GP - Fotolia
How container security tools affect overall system security
Container security continues to be a pressing issue as containers and hosts are being used more frequently. Learn how to keep your enterprise safe with Matt Pascucci.
Containers have continued to increase in popularity, and we're seeing enterprises and vendors gravitating toward them in order to take advantage of their speed, efficiency and scalability.
With the flood of containers entering environments, users must educate themselves on the potential risks of insecurely deploying containers and the importance of testing them with the appropriate container security tools. While the use of containers is nothing new, we are seeing more of them in virtualization infrastructures, the cloud and, now, an even lower level of abstraction and automation at the application level.
The ability to run and debug apps, utilize resources more efficiently and increase optimization is a huge draw for those running applications within a highly virtualized environment. With this move toward containers, we've seen companies struggling to keep up, sometimes relying on specialized third-party container security tools or architectural compensating controls to meet security requirements.
Containers are an extremely useful technology, but like anything else, if they aren't secured properly, they can introduce additional risks into an organization.
Using the right container security tools
One of the biggest issues with containers is that traditional monitoring solutions lack transparency. Containers within the same host can communicate directly, leaving traditional monitoring systems blind to what's going on between the containers.
When containerizing systems, it's important to also include a monitoring system that's capable of monitoring both the system and the operational performance of containers.
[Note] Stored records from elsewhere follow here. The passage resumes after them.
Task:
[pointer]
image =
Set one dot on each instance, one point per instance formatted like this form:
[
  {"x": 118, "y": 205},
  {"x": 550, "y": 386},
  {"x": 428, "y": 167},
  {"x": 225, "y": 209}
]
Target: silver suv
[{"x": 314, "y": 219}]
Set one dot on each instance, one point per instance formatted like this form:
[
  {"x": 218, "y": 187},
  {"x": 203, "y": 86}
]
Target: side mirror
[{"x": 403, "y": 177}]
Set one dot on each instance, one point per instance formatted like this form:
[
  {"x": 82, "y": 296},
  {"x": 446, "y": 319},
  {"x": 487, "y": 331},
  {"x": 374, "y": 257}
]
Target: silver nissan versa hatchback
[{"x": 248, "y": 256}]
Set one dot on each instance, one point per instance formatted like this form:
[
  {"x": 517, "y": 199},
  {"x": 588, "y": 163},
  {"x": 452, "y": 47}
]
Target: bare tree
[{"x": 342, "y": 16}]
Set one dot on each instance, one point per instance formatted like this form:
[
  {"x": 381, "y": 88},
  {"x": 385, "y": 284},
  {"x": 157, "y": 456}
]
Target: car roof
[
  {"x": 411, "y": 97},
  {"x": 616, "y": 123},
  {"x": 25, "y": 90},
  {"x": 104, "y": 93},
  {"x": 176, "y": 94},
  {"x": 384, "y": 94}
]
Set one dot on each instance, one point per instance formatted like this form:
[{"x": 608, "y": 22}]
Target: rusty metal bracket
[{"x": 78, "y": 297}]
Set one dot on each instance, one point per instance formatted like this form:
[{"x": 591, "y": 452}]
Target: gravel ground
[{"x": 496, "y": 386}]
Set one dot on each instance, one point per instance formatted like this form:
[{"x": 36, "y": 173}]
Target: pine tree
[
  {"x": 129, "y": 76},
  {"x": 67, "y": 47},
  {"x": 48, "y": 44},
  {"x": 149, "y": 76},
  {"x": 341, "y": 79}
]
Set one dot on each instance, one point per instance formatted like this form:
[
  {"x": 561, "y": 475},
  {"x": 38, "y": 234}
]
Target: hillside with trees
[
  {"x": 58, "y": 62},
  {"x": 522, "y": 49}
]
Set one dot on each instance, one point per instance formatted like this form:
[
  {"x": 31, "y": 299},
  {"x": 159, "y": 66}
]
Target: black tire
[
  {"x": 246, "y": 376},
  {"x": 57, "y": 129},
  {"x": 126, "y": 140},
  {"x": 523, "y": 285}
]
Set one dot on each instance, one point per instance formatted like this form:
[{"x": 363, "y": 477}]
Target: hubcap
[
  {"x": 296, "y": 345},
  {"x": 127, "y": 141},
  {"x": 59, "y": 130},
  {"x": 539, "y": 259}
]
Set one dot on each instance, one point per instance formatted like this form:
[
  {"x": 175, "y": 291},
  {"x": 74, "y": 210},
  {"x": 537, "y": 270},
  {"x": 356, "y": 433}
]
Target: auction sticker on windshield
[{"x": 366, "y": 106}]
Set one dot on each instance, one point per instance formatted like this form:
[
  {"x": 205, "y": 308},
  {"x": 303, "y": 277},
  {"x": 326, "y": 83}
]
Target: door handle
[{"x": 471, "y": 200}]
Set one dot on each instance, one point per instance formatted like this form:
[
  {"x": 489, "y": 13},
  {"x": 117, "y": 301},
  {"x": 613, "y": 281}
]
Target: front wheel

Prometheus is a good example of an open source monitoring solution that offers visibility into containers that tend to have a much shorter shelf life than a cloud, virtualized or physical monitoring system. This can be helpful in today's container environment where auditing processes and container security tools can help identify incidents more quickly and offer faster response times if needed.
Individual containers also typically have much shorter lifespans than typical virtual machines or on-premises systems. This means that attackers looking to use containers maliciously can do so with a lower risk of being caught. This is one reason that monitoring is so important within a highly containerized environment.
Container sprawl is also a concern -- similar to virtual machines -- and understanding how and who can create containers is important. Reducing your threat landscape is a key tenet of security no matter what technology you're using. Container sprawl can leave you open to additional risks and bring up potential compliance concerns.
Likewise, being able to track containers in motion is something organizations should consider. When containers in motion can't be tracked, blind spots are created, often leading to additional sprawl.
Container security tools for the container's host
Containers are only as secure as the container's host, and we've seen this same theory repeated many times with virtual systems. Just like when securing your hypervisor, you'll need to start looking at the security of the host first.
Taking a bottom-up approach is important because if the host is compromised, it could lead to the containers being compromised, too. Some processes in specific containers might need to be run with root privileges or given the ability to escalate privileges within the operating system or kernel. If these processes are compromised, then an attacker within the container might be able to exploit other containers hosted on that system, as the kernel is shared by the containers within the host.
Securing the container host offers a foundational level of security. By using control groups that limit the hardware resources and processes, whitelisting programs the container runs, patching and segmenting container hosts and using the principle of least privilege with application, authentication and network controls, the plumbing of the container can be locked down -- an important first step to reduce risk.
You may still need to use specialized container security tools even if the container host is completely locked down. You must understand what's running in your container and test it efficiently.
If you use anything downloaded from a public repository, then the code should be validated before you run any production data in the environment. Don't let the security of your applications and systems trust code that you got from a public source.
In addition, check that any software images you download have digital signatures -- then validate the signatures and verify that the image is what you expected. There are forgeries in public repositories, and you should determine ways to mitigate this risk.
Likewise, your images need to be immutable and subject to constant patching and vulnerability management because if one image is insecure, then each subsequent container that relies on it will also be insecure. This is a cascading issue that can quickly make your environment vulnerable if left untreated.
The problem continues when security is applied to an image, as the benefits must cover all the containers. By whitelisting and excluding things the image doesn't need, you can reduce the threat landscape. For example, web servers hosted in a container should only be allowed to communicate over the inbound TCP port 443 -- and not with each other.
Because container issues are primarily caused by misconfigurations rather than exploits, they should be reviewed to mitigate any future issues. It should also be noted that API keys and passwords are not within the container before they're released to the public.
Controlling network security between containers is important, and every container should have its own segmented network configuration that doesn't obstruct the other containers. These segmented containers should be configured so that network traffic doesn't travel between them, which could cause operational and security concerns. Tools such as Kubernetes offer orchestration and automation for containers to assist with deployment and management from both an operational and security perspective.
The use of containers is growing rapidly, and being educated on how they work and what needs to be done to secure them is important. Using other open source frameworks, like the CIS Docker Benchmark, offers a continuous method to keep track of your security to protect deployments and improve your security posture.